Despite these known issues in its reporting, Horizon-based ‘evidence’ was used by the Post Office to prosecute and convict 736 people, many of whom were imprisoned or heavily fined. All of those convicted lost their reputations and their livelihoods – businesses into which that they had invested time and resources over many years.
Finding employment after serving a jail sentence for theft is never easy, but for individuals to find themselves in that position through no fault of their own, and to find that themselves powerless even to be heard, never mind to get redress, cannot but have an extremely negative impact on both the mental health and the personal relationships of those concerned.
One of those wrongfully convicted is thought to have taken their own life. Most have had their lives ruined, with many having had to move house in order to escape hostility from the communities in which they had formerly lived and worked.
As a recent Guardian article pointed out: “The plight of the managers was intensified by the fact that the Post Office was the private prosecuting authority, supposed victim and guardian of the disputed evidence in all the cases.”
Solicitor Neil Hudgell, who represented 29 of the former subpostmasters in court, said that the Post Office “has been found to have been an organisation that not only turned a blind eye to the failings in its hugely expensive IT system, but positively promoted a culture of cover-up and subterfuge in the pursuit of reputation and profit”. He added: “They readily accepted loss of life, liberty and sanity for many ordinary people as a price worth paying in that pursuit.”
Lord Justice Holroyde, speaking at the appeal court, said that the Post Office “knew there were serious issues about the reliability of Horizon” and had a “clear duty to investigate” the system’s defects. Instead, however, managers “consistently asserted that Horizon was robust and reliable” and “effectively steamrolled over any subpostmaster who sought to challenge its accuracy”.
Speaking after his name had been cleared, Harjinder Butoy, who had been convicted of theft and jailed for three years and four months in 2008, said that those responsible for the scandal “need to be punished, seriously punished”, adding: “They’re just bullies, that’s all they are.

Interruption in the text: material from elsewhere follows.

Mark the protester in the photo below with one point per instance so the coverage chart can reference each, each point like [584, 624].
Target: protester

Somebody needs to really, really sort this out and charge them for this.”
Hughie ‘Noel’ Thomas, who was also cleared, said he had been fighting for 16 years to get justice, noting that throughout that time, “people have walked away from this who were responsible”.

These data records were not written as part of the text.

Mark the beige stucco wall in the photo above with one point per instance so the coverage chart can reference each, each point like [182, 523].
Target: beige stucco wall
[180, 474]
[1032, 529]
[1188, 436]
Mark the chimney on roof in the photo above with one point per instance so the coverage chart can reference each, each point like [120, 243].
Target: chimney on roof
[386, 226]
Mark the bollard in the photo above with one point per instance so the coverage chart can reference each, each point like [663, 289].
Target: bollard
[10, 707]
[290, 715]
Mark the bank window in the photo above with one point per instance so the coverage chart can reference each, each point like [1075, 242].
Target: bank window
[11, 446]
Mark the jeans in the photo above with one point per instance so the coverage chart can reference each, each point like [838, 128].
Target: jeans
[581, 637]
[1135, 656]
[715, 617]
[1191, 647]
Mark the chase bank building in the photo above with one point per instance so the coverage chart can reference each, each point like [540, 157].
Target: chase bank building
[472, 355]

Who were those people in the know who just walked away? One of them was certainly Paula Vennells, former chief executive of the mail from 2012-19, who resigned that position just a couple of months before the publication of a 2019 report that detailed the scandal.
Following this latest decision of the appeal court, Ms Vennells quit her roles as a non-executive director of high street chains Morrisons and Dunelm, for which she has pocketed fees of £89,000 and £30,000 respectively in the past year. She also resigned her role as an associate minister in the diocese of St Albans, although it is rumoured that the bishop, the Rt Rev Alan Smith, whose mother was a subpostmistress, is considering defrocking her.
Even MPs in Parliament, a group not known for worrying overmuch about the fate of working people, are starting to call for the punishment of Vennells, and for the stripping of her CBE.
Ms Vennells, asserting that she was quitting all her positions in order to “focus fully on working with the ongoing government inquiry”, said that she was “truly sorry for the suffering caused” to those who had been victims of the organisation that she oversaw and whose pleas of innocence she ignored.
Her statement might have carried a little more weight if it had been made when the first doubts about Horizon-based prosecutions and convictions were brought to her attention.